図59は、下基板ホルダ702及び上基板ホルダ704によって撓ませた基板490、490を説明する図である。下基板ホルダ702及び上基板ホルダ704が、水平面内の分割された領域で加圧を制御する基板貼り合わせ方法について説明する。
【0249】
図58に示すように、本実施形態では、下基板ホルダ702は、下ホルダ本体710と、複数の下分割加圧部材711と、電磁石を有する吸着子712とを備える。
【0250】
下ホルダ本体710は、略平坦な下円板部713と、複数の下脚部715とを有する。下円板部713は、基板490を静電吸着する電極プレートを有する。下脚部715は、下円板部713の下面に設けられている。下脚部715は、水平面内おいて、単位面積当たりの個数が略均一になるように配置されている。下脚部715の下端部は、回動可能に下分割加圧部材711に連結されている。
【0251】
複数の下分割加圧部材711は、いずれかの下脚部715の下端部に設けられている。従って、下分割加圧部材711は、水平面内において、単位面積当たりの個数が略均一となるように配置されている。下分割加圧部材711は、圧電体を含む。各下分割加圧部材711には、下部トッププレート472から異なる電圧が印加される。これにより、下分割加圧部材711は、それぞれ異なる形状に変形して、異なる圧力によって、独立して基板490を加圧する。また、独立して下分割加圧部材711が変形することにより、連結された下ホルダ本体710の下円板部713は平坦な形状から異なる形状に変形する。
【0252】
上基板ホルダ704は、上ホルダ本体720と、複数の上分割加圧部材721と、永久磁石を有する被吸着子722と、バネを有する弾性部材724とを備える。尚、上基板ホルダ704に関しては、下基板ホルダ702と略同様の構成なので、異なる構成について説明する。上ホルダ本体720は、略平坦な上円板部723と、複数の上脚部725とを有する。上脚部725は、上円板部723の上面に設けられている。複数の上分割加圧部材721は、いずれかの上脚部725の上端部に連結されている。各上分割加圧部材721は、異なる電圧が印加されることにより、異なるか圧力によって独立して基板490を加圧する。
【0253】
下基板ホルダ702及び上基板ホルダ704は、それぞれ電極プレートによって基板490、490を吸着する。この状態で、基板490と基板490とが位置合わせされた後、吸着子712が被吸着子722を吸着する。これにより、
図58に示すように、基板490と基板490との間に間隔が形成された状態で、下基板ホルダ702及び上基板ホルダ704によって基板490と基板490とが保持される。

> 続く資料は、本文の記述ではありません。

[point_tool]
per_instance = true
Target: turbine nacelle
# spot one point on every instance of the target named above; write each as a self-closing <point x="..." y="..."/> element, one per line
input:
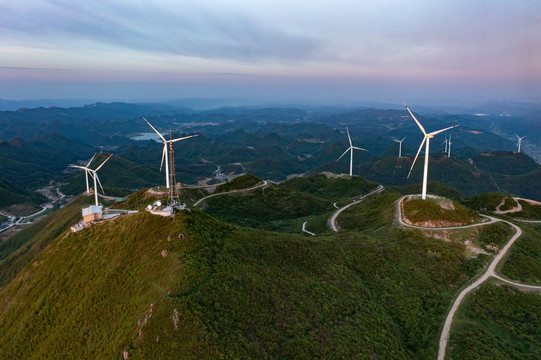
<point x="164" y="152"/>
<point x="426" y="139"/>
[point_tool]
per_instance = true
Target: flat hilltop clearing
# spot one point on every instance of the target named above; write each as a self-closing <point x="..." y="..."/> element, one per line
<point x="436" y="211"/>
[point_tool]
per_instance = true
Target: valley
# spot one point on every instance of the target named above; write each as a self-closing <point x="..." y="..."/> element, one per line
<point x="269" y="249"/>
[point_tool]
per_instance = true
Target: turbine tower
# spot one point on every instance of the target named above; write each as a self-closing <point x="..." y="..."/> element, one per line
<point x="94" y="174"/>
<point x="426" y="139"/>
<point x="351" y="147"/>
<point x="445" y="142"/>
<point x="400" y="147"/>
<point x="519" y="141"/>
<point x="164" y="153"/>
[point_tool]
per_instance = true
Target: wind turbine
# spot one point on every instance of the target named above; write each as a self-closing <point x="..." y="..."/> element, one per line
<point x="445" y="142"/>
<point x="94" y="174"/>
<point x="519" y="141"/>
<point x="86" y="174"/>
<point x="426" y="139"/>
<point x="351" y="147"/>
<point x="164" y="153"/>
<point x="400" y="147"/>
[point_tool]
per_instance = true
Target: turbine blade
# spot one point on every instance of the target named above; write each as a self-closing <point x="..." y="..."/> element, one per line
<point x="87" y="165"/>
<point x="442" y="130"/>
<point x="154" y="129"/>
<point x="414" y="118"/>
<point x="99" y="167"/>
<point x="163" y="155"/>
<point x="416" y="156"/>
<point x="345" y="152"/>
<point x="99" y="182"/>
<point x="184" y="138"/>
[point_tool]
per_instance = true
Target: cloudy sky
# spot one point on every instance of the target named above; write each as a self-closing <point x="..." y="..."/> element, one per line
<point x="275" y="50"/>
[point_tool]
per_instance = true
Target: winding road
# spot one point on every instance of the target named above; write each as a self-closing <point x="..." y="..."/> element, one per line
<point x="332" y="220"/>
<point x="264" y="183"/>
<point x="490" y="271"/>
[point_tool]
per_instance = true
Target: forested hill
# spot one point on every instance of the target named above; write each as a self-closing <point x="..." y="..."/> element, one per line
<point x="197" y="287"/>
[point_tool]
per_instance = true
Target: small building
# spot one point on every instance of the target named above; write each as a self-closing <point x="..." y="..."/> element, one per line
<point x="92" y="213"/>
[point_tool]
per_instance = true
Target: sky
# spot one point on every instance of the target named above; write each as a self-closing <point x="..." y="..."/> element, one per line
<point x="318" y="50"/>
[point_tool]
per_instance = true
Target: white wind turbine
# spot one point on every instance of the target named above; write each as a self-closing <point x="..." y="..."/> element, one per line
<point x="351" y="147"/>
<point x="445" y="143"/>
<point x="86" y="174"/>
<point x="164" y="154"/>
<point x="519" y="141"/>
<point x="94" y="174"/>
<point x="426" y="139"/>
<point x="400" y="147"/>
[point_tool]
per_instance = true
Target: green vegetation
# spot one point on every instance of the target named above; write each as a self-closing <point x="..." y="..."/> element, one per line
<point x="497" y="322"/>
<point x="222" y="291"/>
<point x="496" y="234"/>
<point x="508" y="204"/>
<point x="441" y="211"/>
<point x="488" y="201"/>
<point x="331" y="187"/>
<point x="523" y="262"/>
<point x="241" y="182"/>
<point x="11" y="193"/>
<point x="505" y="162"/>
<point x="372" y="213"/>
<point x="274" y="207"/>
<point x="529" y="211"/>
<point x="22" y="247"/>
<point x="433" y="187"/>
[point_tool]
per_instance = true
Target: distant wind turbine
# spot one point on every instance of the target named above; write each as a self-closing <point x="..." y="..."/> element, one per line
<point x="164" y="153"/>
<point x="426" y="139"/>
<point x="351" y="147"/>
<point x="519" y="141"/>
<point x="94" y="174"/>
<point x="445" y="142"/>
<point x="400" y="147"/>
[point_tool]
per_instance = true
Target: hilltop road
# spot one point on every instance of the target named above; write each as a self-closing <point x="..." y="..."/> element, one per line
<point x="490" y="271"/>
<point x="264" y="183"/>
<point x="332" y="220"/>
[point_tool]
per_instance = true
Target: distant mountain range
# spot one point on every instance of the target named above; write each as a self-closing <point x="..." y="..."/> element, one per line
<point x="269" y="142"/>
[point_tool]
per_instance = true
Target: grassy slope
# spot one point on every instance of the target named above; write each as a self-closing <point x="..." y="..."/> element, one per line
<point x="497" y="322"/>
<point x="523" y="262"/>
<point x="22" y="247"/>
<point x="331" y="188"/>
<point x="417" y="210"/>
<point x="355" y="294"/>
<point x="241" y="182"/>
<point x="528" y="211"/>
<point x="488" y="201"/>
<point x="273" y="208"/>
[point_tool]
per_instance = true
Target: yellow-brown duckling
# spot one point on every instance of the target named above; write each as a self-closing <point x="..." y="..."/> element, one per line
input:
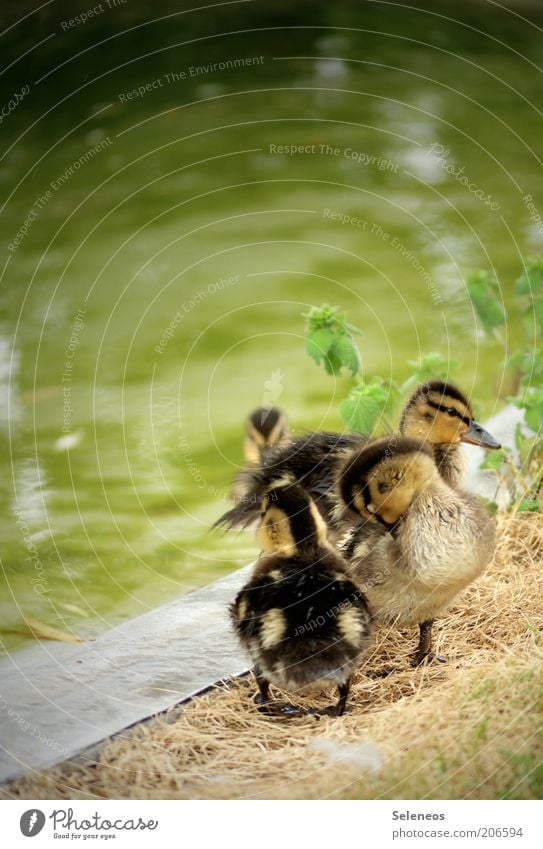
<point x="437" y="412"/>
<point x="265" y="428"/>
<point x="300" y="618"/>
<point x="429" y="540"/>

この状態で、基板490、490が、加熱加圧装置456の下部トッププレート472へと搬送される。
【0254】
次に、昇降部466が、下基板ホルダ702及び上基板ホルダ704とともに、基板490、490を上昇させる。これにより、上基板ホルダ704の上分割加圧部材721が、上部トッププレート482に接する。この後、昇降部466が更に基板490、490を上昇させることにより、基板490と基板490とが接する。この状態で、下分割加圧部材711及び上分割加圧部材721に電圧が印加される。これにより、下ホルダ本体710の下円板部713の上面が、上側に凸状の曲面に変形するとともに、上ホルダ本体720の上円板部723の下面が、上側に凹状の曲面であって、下円板部713の上面と相補的な形状に変形する。下円板部713の上面が、中凸面498として機能して、上円板部723の下面が中凹面499として機能する。この結果、下側の基板490及び上側の基板490が、下円板部713及び上円板部723を介して、下分割加圧部材711及び上分割加圧部材721に加圧されつつ、ともに上側に凸状の曲面状に変形される。この後、基板490、490を加熱及び加圧することにより、基板490、490が貼り合わされて重ね合わせ基板492となる。
【0255】
以上、本発明を実施の形態を用いて説明したが、本発明の技術的範囲は上記実施の形態に記載の範囲には限定されない。上記実施の形態に、多様な変更または改良を加えることが可能であることが当業者に明らかである。その様な変更または改良を加えた形態も本発明の技術的範囲に含まれ得ることが、請求の範囲の記載から明らかである。
【0256】
請求の範囲、明細書、および図面中において示した装置、システム、プログラム、および方法における動作、手順、ステップ、および段階等の各処理の実行順序は、特段「より前に」、「先立って」等と明示しておらず、また、前の処理の出力を、後の処理で用いる場合でない限り、任意の順序で実現しうることに留意されたい。請求の範囲、明細書、および図面中の動作フローに関して、便宜上「まず、」、「次に、」等を用いて説明したとしても、この順で実施することが必須であることを意味するものではない。